One of the most interesting parts of Super League’s opening weekend came not on the pitch, where Leeds, Huddersfield and – for 20 minutes at least – Warrington all impressed, but in a newspaper column.

Writing in The Times, Jamie Peacock took up the paper’s ‘Saturday Soapbox’ to give his views on the state of the game in World Cup year.

Peacock’s efforts went widely unreported due to them being hidden behind a pay-wall.

But from this vantage point at least, they looked distinctly like a man firing a first warning shot to the sport’s leaders.

The overall message was to urge positivity as the World Cup approaches. “It’s a glass half-full season,” he wrote.

But when someone as intelligent, passionate and deep-thinking as Peacock describes 2013 as ‘make or break’, maybe it’s time to start listening. “If we don’t get it right,” warned the former England captain, “there are enough cracks to cause lasting damage.”

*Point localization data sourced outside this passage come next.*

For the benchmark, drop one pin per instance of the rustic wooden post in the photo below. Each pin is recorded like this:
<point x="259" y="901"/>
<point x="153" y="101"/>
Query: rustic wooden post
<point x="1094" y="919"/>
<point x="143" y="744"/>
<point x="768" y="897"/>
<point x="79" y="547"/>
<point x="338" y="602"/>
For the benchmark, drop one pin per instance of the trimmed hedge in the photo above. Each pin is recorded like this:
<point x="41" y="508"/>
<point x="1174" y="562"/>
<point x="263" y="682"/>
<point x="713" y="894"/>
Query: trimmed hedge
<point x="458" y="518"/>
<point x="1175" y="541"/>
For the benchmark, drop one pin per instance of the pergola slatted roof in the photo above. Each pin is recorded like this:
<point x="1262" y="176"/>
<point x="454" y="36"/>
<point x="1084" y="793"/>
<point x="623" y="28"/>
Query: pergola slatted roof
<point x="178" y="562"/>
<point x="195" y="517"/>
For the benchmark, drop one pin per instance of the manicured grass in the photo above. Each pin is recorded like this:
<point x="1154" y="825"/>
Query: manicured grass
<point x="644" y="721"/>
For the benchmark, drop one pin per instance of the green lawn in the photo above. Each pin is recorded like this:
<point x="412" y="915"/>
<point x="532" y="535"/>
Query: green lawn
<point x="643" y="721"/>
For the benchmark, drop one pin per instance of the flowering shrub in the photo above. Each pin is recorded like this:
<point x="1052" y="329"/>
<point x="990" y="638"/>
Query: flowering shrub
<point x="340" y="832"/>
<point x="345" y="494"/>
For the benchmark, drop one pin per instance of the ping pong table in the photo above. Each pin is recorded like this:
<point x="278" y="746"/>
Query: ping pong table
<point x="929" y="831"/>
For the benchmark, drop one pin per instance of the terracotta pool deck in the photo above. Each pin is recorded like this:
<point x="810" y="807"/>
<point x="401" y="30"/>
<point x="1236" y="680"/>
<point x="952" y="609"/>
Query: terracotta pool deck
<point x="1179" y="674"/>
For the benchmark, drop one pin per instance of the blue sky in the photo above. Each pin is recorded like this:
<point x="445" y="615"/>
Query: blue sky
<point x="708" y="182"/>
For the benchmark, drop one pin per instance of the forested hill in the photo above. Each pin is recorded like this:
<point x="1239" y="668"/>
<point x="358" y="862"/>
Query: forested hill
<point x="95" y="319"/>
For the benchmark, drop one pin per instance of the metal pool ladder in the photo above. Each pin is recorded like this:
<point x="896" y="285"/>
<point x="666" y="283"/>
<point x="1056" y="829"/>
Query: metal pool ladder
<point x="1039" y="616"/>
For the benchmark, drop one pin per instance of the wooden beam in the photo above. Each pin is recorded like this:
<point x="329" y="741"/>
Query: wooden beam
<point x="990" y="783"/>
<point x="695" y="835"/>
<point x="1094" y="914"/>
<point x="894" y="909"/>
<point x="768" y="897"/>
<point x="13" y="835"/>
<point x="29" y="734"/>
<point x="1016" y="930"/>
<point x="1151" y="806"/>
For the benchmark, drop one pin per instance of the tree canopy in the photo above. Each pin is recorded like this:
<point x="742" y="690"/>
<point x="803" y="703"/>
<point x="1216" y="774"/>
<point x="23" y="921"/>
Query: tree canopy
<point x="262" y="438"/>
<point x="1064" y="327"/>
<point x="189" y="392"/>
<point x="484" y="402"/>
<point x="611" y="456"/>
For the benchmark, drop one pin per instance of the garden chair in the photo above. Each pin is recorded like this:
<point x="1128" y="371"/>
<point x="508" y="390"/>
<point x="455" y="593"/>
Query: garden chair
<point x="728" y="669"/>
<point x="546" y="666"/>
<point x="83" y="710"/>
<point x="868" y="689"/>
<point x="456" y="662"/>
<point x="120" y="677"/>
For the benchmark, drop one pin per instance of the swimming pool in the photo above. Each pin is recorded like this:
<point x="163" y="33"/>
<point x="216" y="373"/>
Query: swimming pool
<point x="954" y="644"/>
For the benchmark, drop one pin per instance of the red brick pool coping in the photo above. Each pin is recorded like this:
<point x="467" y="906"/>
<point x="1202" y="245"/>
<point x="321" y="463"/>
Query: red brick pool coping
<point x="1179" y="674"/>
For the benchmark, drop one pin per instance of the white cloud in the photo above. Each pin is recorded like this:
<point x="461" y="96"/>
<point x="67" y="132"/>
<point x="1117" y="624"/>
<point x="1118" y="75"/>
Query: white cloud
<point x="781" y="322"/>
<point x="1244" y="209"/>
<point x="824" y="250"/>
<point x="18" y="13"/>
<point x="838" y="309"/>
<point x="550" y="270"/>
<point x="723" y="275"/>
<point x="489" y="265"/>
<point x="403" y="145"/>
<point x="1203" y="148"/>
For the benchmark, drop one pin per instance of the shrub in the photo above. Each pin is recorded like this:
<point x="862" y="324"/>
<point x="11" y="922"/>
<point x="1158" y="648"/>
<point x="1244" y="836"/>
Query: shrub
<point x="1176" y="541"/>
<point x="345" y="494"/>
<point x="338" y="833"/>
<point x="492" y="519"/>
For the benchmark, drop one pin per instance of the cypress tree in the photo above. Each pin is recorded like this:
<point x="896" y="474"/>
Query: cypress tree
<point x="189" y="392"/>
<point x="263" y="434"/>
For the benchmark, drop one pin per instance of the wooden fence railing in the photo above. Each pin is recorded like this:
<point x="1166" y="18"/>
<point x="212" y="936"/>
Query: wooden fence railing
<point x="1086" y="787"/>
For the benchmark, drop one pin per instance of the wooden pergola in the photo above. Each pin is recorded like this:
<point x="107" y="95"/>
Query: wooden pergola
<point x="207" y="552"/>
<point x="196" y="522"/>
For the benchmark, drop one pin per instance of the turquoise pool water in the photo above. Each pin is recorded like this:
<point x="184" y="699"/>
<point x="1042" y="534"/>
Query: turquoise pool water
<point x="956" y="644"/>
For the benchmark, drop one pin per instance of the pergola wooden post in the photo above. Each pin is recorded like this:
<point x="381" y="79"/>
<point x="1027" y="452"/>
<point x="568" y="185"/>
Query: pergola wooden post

He added: “When I eventually hang up my boots, I’ll be seeking an administrative role… as an administrator you can shape the sport.

“I’m part of a generation… who feel it’s important that people who have played at the highest level are helping to run the game. We need to know what the sport is going to look like in ten years’ time. I don’t see a long-term strategy with the RFL. The sport picked itself up after a fairly disastrous 2000 World Cup, but is leading a hand-to-mouth existence.”

Remember, this was the England captain less than a year ago. When someone with such status is openly saying things like that, Nigel Wood should be feeling particularly uncomfortable.

The biggest challenge for any player wanting a major administrative role would be getting to grips with the internal politics at Red Hall and the RFL’s relationships with Super League clubs.

But if Peacock – or any of his peers – managed to master that, the next few years could be particularly interesting.

Would you like to see Peacock take a leading role at the RFL? Drop your comments in the box below.

Two days since the new match officials’ shirt was last seen in public, have your eyes stopped bleeding yet?

They look like one of those magic eye pictures that were all the rage in the 90s – but in the colours of the psychedelic vomit produced by the luminous drinks that teenagers seem to have a particular attraction to.

Who designs them? Who adds those colours and thinks ‘yeah, that looks good’?

And who, when the shirts have actually been produced, still persists with them – presumably in the belief they’ll attract something other than mockery? 

Rugby league referees have got a hard enough job without unnecessary stupidity like this.

Finally, a quick word on BBC commentator David Oates, who died on Sunday, aged 50.

Despite being on nodding terms for a decade or so, I only got to know David properly over the last six months. It turns out he was brilliant company. We’ll all miss him.